Capital Gains Tax and Divorce

As a general principle transfers of assets between spouses living together, including Civil Partners, are deemed to take place on a ‘no gain, no loss’ basis and no charge to tax will arise. The acquiring individual is treated as if the asset was acquired for a consideration of such an amount as would ensure that on the disposal neither a gain nor a loss would accrue to the individual making the disposal (section 58 TCGA 1992).

This can produce significant opportunities for mitigating Capital Gains Tax (CGT) liabilities otherwise arising by arranging assets so as to:-

– Make use of individual CGT exemptions available (currently £9,200);

– Utilise lower and basic rate tax bands.

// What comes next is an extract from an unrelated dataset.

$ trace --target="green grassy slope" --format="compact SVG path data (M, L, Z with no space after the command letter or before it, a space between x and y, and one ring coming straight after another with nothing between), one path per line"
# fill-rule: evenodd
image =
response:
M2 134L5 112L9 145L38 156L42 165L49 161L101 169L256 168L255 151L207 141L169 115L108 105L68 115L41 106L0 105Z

This can often involve the transfer of ownership of assets prior to disposal, often at the “last minute”. As the liability for CGT follows ‘beneficial ownership’ principles, rather than legal ownership, this can often be achieved by way of ‘declaration’ rather than the physical transfer and vesting of assets in the name of the recipient. A useful tool when timescales are tight!

The general principles outlined above only apply to transfers in a tax year when the couple are married, or civil partners, and living together at sometime during the tax year. The principles will therefore apply to transfers which take place in the year a couple permanently separate.

Thereafter however, such transfers, even if part of a financial settlement arising on divorce or dissolution, may give rise to a charge to CGT.

The reason is that, assuming the transfer of assets takes place in the year following separation, but when the parties are still married, or civil partners, then the disposal will be to a “connected person” as defined in the Taxation of Chargeable Gains Act 1992. Such disposals are deemed to take place at market value, irrespective of the consideration changing hands, if any.

So, take for example a husband transferring an investment property to his wife as part of an agreed financial settlement. The market value of the property at the time of transfer is £200,000 and had an original acquisition cost of £100,000. The gain arising after taper relief and annual exemption is £50,800 giving rise to a potential liability to CGT of £20,320.

In such cases it is imperative that the question of CGT is considered at an early stage in the divorce process.